Her aunt returned and told them the man said his thanks. Still gazing them, she saw the man giving each of his daughters a bar of chantilly. One of the girls faced them and said as loud as she could in her toddler voice the word of thanks, as encouraged by her father.
Still sitting beside her, her mother responded with a friendly, “You’re welcome.” Then followed it with a statement spoken in a whisper which she guessed she was the only one who heard. “Happiness cannot be bought.”
This echoed in her thoughts while watching the man and his family dine over their share of the feast.

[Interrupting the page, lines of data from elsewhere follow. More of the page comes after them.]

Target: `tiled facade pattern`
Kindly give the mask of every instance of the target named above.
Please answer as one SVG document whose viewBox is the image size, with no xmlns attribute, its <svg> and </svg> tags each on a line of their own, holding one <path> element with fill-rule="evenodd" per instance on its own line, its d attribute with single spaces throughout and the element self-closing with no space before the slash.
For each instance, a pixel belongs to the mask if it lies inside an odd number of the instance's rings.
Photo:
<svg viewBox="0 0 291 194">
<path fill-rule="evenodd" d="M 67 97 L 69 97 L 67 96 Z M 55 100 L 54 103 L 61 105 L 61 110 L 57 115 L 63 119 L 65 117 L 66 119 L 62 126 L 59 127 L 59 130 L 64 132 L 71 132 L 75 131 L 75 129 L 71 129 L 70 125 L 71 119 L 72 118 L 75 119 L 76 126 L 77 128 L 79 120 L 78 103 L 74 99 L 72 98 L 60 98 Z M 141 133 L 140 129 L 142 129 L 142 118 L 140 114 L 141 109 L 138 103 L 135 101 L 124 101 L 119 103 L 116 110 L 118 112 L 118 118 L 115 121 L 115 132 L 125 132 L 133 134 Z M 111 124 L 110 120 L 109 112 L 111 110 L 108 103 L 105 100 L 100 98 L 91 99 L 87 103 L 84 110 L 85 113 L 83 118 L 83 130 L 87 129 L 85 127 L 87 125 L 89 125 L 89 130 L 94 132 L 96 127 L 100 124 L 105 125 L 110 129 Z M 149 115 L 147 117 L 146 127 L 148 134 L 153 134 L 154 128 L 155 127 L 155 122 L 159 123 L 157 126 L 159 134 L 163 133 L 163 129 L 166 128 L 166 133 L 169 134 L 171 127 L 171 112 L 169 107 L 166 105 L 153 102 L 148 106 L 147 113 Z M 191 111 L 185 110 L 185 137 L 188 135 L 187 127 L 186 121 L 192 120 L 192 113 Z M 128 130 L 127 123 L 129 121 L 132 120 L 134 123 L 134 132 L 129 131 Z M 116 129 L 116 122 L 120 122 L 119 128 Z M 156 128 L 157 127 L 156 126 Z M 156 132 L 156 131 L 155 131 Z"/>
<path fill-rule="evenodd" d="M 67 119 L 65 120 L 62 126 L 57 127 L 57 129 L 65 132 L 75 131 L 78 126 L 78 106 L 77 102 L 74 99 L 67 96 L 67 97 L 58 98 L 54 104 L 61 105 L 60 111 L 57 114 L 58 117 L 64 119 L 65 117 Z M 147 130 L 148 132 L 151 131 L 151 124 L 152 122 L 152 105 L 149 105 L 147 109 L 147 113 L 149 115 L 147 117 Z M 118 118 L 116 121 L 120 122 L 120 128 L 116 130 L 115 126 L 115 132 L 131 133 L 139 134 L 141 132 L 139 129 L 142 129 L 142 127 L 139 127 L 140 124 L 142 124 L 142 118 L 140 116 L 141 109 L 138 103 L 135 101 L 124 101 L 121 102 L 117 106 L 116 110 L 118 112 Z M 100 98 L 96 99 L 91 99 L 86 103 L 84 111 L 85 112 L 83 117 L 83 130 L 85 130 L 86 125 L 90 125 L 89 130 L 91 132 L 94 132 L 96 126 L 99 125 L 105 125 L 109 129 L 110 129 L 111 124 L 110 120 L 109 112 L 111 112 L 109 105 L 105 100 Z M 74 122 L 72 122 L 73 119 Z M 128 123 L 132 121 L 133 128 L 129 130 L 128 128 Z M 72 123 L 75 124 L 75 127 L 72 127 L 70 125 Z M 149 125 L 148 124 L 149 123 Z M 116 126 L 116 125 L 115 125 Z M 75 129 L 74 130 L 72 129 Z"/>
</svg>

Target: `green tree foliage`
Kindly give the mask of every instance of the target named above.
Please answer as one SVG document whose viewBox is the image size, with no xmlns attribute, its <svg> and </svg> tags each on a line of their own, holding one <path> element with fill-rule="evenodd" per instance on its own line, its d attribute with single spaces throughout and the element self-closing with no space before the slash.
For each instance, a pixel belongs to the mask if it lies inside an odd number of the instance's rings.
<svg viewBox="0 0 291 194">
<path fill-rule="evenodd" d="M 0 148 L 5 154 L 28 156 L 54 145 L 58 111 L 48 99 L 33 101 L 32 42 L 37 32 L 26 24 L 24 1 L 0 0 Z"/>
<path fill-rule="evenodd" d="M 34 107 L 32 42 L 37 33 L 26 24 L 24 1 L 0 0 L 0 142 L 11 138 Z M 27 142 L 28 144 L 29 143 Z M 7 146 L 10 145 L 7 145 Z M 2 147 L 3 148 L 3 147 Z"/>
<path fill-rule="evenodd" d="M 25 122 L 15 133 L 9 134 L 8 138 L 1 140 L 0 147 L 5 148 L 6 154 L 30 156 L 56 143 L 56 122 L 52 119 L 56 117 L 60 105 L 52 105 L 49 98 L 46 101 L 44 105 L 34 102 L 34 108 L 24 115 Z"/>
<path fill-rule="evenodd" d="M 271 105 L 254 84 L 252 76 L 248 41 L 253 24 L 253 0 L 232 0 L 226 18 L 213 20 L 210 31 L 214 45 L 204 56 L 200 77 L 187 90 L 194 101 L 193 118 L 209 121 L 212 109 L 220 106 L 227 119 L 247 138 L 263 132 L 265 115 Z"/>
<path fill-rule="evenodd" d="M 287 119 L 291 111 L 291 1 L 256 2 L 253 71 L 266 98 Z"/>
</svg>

Then she witnessed the man setting aside a part of their share on the plate, placing it between the candles over the headstone – an offering very much similar to what her family did to her grandparents’ graves.
If one tradition commits to care for the dead by remembrance, visitation and sharing part of what one has, should it require for a tradition to care for the living? She wondered. Perhaps this tradition reminds one that there is an end to all things. Life, like rain and shifting weathers, ceases. But the memories may live on from one family member to the next just as a tradition may endure from one generation to another, depending on the trends of time.
These memories may involve deeds done or sights seen that are worth remembering. For her, the sight of the man’s smile after receiving the plate along with his daughters and wife sharing over it was one worthy of remembrance. No, it’s not a memory that can only be a topic of conversations during reunions in cemeteries. Rather, it’s a memory that serves as her reminder of the beauty of sharing. If the living can share part of what they have to the dead in a year’s tradition, how often can they do this among themselves in the same year?
She wished she had inherited her mother’s generosity. But an act of kindness is not hereditary. It is done. It can be done. By anyone. By the ones who are still alive and capable. By the ones who ought to make life worth the living, worth the while to live. And she believed everyone can do it. She promised herself to never forget its beauty, how it affects anyone, how it leads the living to believe that goodness can be experienced in the world. Traditions aren’t enough to make this possible, it can only be done by one’s decision to act on it.
As the night resumed, the rain had finally ceased. She looked once more to the site where the man and his family had stayed. But she noticed that it was now clear, except for the paper plate and its contents left on the headstone of the grave. The candles on each side of it glowed brighter than they earlier did. And like the candles over her grandparents’ headstones, the light they emitted shone, without the disturbance of rain, in the stillness of the night.